E é assim que acontece. Meu irmão escolhe um homem engravatado. Os sapatos tão encerados que eu quase podia ver meu reflexo nele, o terno era de grife, possivelmente sob medida. Aquele terno podia alimentar minha família inteira por um dia, mas para ele era só mais uma muda de roupa, ele deveria ter até mais de um deles. Provavelmente classe quatro, dos advogados. Thomas esbarra nele.

- Mil desculpas, senhor. – Ele pede, encostando no ombro do homem. É a minha hora.

- Olha por onde anda, neguinho – O rapaz diz, me fazendo ter vontade de roubar mais que a sua carteira. Coloco a mão em seu casaco, puxando a carteira para fora. Ando apressada, como se nada tivesse acontecido, até o beco da esquina.

- Desculpe novamente. – Ouço Thomas dizer.

Abro a carteira. Nenhuma foto dos filhos, ou família. Tiro os documentos deixando em baixo de uma pedra. Tomo o cuidado de mexer em tudo com luvas. Nunca se sabe quando um maluco paranoico vai querer checar as digitais e encontrar dois pobretões para cortar a cabeça. Os guardas amam ter alguém para quem apedrejar.

Em Althea, a punição por roubo, de qualquer espécie, é a morte. Para o governo pouco importa se foi o roubo de uma caneta ou um milhão de dólares. É contra a lei, você sabia disso e por isso sua cabeça vai ser decepada em praça pública.

Há mais de oitenta anos, uma série desenfreada de crises ambientais aconteceram.

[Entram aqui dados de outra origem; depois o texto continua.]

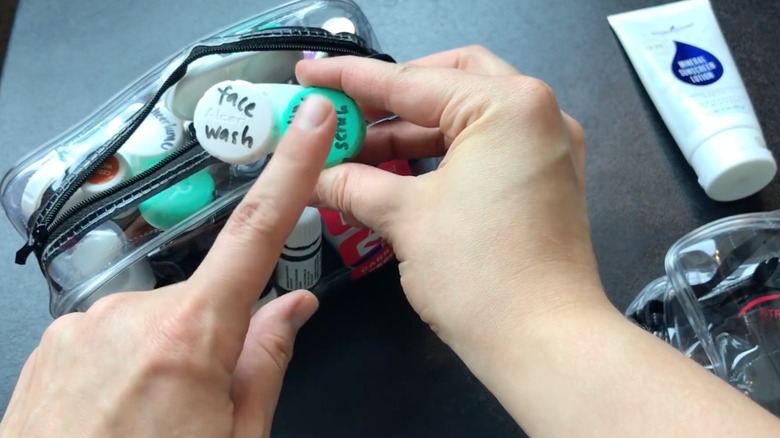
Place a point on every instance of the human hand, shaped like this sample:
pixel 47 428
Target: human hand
pixel 189 359
pixel 499 234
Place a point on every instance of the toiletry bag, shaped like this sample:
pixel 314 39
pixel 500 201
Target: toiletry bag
pixel 719 302
pixel 128 200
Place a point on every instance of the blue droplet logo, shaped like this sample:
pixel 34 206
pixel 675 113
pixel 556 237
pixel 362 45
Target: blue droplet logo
pixel 696 66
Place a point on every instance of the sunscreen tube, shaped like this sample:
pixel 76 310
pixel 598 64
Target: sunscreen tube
pixel 684 63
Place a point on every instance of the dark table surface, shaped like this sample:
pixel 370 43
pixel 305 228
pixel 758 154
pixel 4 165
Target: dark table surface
pixel 366 365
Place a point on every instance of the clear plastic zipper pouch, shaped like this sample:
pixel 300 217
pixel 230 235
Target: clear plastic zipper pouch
pixel 131 198
pixel 719 302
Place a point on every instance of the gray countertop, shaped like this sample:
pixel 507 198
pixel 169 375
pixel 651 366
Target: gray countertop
pixel 366 365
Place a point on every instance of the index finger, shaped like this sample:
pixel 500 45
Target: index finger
pixel 429 97
pixel 244 255
pixel 472 59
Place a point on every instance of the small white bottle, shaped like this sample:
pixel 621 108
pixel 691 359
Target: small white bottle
pixel 300 264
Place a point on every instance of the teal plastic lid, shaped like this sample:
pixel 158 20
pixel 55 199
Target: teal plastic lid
pixel 351 130
pixel 178 202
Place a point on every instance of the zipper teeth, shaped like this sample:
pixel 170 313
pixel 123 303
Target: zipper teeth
pixel 344 47
pixel 121 186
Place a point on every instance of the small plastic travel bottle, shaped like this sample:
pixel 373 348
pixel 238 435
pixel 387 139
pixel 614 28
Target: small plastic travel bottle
pixel 300 264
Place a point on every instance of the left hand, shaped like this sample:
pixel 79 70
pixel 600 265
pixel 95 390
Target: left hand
pixel 187 360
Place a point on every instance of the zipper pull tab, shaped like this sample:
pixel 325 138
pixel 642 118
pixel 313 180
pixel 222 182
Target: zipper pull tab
pixel 34 244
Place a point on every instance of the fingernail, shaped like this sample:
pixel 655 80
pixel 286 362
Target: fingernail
pixel 304 310
pixel 312 113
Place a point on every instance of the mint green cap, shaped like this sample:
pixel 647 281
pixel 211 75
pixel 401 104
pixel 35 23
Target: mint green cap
pixel 178 202
pixel 351 128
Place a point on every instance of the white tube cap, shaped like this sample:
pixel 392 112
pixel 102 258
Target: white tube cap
pixel 734 164
pixel 306 233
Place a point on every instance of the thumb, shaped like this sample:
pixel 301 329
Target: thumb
pixel 257 379
pixel 363 194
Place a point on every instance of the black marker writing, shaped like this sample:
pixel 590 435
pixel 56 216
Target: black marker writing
pixel 228 136
pixel 239 102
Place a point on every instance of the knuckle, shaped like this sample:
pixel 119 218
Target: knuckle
pixel 278 348
pixel 540 94
pixel 577 133
pixel 62 330
pixel 177 341
pixel 108 305
pixel 254 217
pixel 341 189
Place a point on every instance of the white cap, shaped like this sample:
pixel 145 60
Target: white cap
pixel 39 182
pixel 306 233
pixel 733 164
pixel 111 173
pixel 237 122
pixel 339 24
pixel 93 253
pixel 157 136
pixel 96 252
pixel 203 73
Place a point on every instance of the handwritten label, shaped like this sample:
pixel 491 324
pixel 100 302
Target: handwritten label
pixel 341 140
pixel 169 125
pixel 234 129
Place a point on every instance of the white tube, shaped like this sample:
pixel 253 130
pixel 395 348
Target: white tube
pixel 684 63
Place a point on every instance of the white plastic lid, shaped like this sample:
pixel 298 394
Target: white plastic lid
pixel 91 254
pixel 203 73
pixel 306 233
pixel 39 182
pixel 734 164
pixel 339 24
pixel 237 121
pixel 96 252
pixel 159 135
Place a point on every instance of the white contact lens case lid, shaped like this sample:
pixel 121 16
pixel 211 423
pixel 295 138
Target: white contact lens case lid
pixel 239 122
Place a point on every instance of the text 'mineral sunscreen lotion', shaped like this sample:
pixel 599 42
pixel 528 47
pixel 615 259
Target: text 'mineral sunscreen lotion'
pixel 684 63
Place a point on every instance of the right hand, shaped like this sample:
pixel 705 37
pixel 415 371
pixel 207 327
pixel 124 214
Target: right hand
pixel 499 234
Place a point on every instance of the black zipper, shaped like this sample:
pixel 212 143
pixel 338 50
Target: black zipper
pixel 96 210
pixel 276 39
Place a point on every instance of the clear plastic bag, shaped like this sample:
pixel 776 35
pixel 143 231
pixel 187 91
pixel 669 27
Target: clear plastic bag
pixel 719 302
pixel 128 200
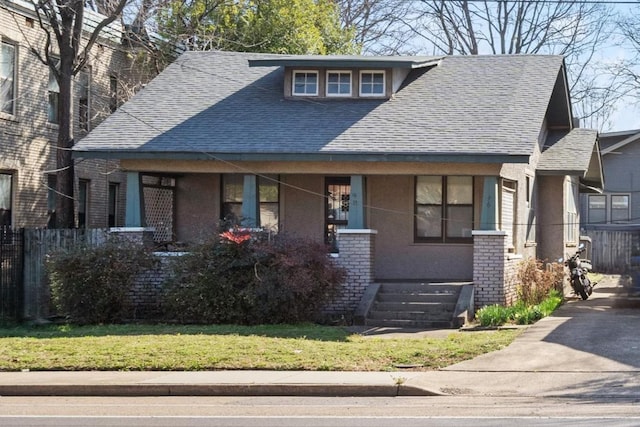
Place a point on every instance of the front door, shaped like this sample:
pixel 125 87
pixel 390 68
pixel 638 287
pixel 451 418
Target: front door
pixel 337 193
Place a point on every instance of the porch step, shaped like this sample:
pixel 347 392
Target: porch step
pixel 415 305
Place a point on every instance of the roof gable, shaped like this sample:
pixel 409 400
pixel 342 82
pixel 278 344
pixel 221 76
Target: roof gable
pixel 479 108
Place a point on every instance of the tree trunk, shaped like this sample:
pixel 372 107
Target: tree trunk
pixel 65 214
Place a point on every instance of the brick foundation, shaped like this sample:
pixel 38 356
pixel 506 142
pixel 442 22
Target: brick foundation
pixel 494 269
pixel 357 251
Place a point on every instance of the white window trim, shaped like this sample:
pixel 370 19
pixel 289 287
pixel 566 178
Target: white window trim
pixel 338 95
pixel 14 77
pixel 384 84
pixel 293 82
pixel 610 197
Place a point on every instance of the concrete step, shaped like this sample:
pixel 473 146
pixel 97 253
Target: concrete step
pixel 415 305
pixel 420 306
pixel 421 297
pixel 410 315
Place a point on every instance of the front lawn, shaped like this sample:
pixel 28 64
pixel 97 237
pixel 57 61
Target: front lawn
pixel 279 347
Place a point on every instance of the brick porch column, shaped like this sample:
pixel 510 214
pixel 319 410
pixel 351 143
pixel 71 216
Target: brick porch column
pixel 494 268
pixel 139 235
pixel 357 250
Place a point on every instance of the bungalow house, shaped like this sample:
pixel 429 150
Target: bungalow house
pixel 412 169
pixel 612 219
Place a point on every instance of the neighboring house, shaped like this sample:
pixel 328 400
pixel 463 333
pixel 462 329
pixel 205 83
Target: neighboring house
pixel 411 168
pixel 28 124
pixel 612 218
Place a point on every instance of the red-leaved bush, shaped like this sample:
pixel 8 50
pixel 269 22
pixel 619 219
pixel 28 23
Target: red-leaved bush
pixel 235 279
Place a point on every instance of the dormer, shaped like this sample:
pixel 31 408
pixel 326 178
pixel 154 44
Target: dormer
pixel 344 77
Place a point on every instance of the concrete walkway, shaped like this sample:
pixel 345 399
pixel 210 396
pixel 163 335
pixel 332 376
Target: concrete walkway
pixel 586 349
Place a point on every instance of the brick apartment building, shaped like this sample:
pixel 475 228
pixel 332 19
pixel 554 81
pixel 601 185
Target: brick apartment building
pixel 28 128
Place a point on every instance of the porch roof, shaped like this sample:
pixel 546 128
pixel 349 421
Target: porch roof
pixel 213 105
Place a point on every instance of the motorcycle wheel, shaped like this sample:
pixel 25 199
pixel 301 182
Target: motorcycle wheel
pixel 579 288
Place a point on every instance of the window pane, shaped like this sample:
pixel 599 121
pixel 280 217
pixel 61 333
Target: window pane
pixel 305 83
pixel 597 216
pixel 459 221
pixel 52 109
pixel 618 215
pixel 268 188
pixel 429 190
pixel 460 190
pixel 269 216
pixel 597 202
pixel 428 221
pixel 5 191
pixel 620 202
pixel 7 71
pixel 113 204
pixel 339 83
pixel 232 187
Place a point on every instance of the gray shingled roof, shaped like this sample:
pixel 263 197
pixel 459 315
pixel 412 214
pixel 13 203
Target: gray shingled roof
pixel 568 153
pixel 213 102
pixel 574 153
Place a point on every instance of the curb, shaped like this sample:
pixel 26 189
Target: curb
pixel 304 390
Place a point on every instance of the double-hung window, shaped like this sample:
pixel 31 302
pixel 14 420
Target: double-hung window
pixel 619 208
pixel 232 194
pixel 571 221
pixel 372 83
pixel 338 83
pixel 305 83
pixel 597 209
pixel 83 203
pixel 83 86
pixel 6 185
pixel 444 209
pixel 7 78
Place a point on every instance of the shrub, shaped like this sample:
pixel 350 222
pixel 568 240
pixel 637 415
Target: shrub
pixel 520 313
pixel 536 281
pixel 92 284
pixel 493 315
pixel 251 280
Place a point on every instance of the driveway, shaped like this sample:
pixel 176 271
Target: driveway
pixel 586 348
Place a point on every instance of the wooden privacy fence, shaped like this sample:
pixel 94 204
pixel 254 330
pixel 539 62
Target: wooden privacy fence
pixel 614 251
pixel 37 244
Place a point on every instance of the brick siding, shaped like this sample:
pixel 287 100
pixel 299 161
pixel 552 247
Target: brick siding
pixel 28 141
pixel 357 253
pixel 494 269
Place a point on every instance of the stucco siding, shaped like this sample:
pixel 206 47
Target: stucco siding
pixel 197 207
pixel 302 207
pixel 391 201
pixel 623 176
pixel 551 243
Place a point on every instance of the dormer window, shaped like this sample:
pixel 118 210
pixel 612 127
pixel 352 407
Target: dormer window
pixel 305 83
pixel 338 83
pixel 372 83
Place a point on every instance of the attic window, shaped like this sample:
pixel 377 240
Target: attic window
pixel 338 83
pixel 305 83
pixel 372 83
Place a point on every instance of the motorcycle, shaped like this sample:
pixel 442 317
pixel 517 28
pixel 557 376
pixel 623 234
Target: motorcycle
pixel 578 270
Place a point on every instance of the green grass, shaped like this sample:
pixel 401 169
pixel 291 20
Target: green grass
pixel 282 347
pixel 520 313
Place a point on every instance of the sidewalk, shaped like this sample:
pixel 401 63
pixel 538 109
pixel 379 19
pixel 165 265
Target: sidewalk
pixel 586 349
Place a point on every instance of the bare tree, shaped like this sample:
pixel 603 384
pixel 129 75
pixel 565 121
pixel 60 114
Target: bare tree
pixel 66 52
pixel 379 24
pixel 576 29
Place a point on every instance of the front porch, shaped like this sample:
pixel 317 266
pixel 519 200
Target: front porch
pixel 372 245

Começou com uma queimada aqui e ali, uma falta de água, falta de comida e então uma quantidade absurda de governantes burros tomou o poder e mais uma quantidade absurda de pessoas fazendo merda fizeram com que os vampiros rompessem o que chamávamos de névoa.

A névoa nada mais era do que uma ilusão. Vampiros viviam nas sombras, de forma que nós, humanos comuns, fomos levados a acreditar que eles nunca existiram de fato. Até, é claro, o incidente, onde eles derrubaram o governo, criando um novo só para eles. Agora somos divididos em classes, cada um com sua profissão. Mas, somente eles podem fazer parte das classes mais altas. Não passamos de meros peões, lanchinhos que eles podem pegar quando quiserem.

É claro que eles dizem que qualquer um pode ser um deles, se merecer. Mas a verdade é que nunca vi ninguém conseguir. E nem minha mãe. E, provavelmente nem meus avós se ainda estivessem vivos.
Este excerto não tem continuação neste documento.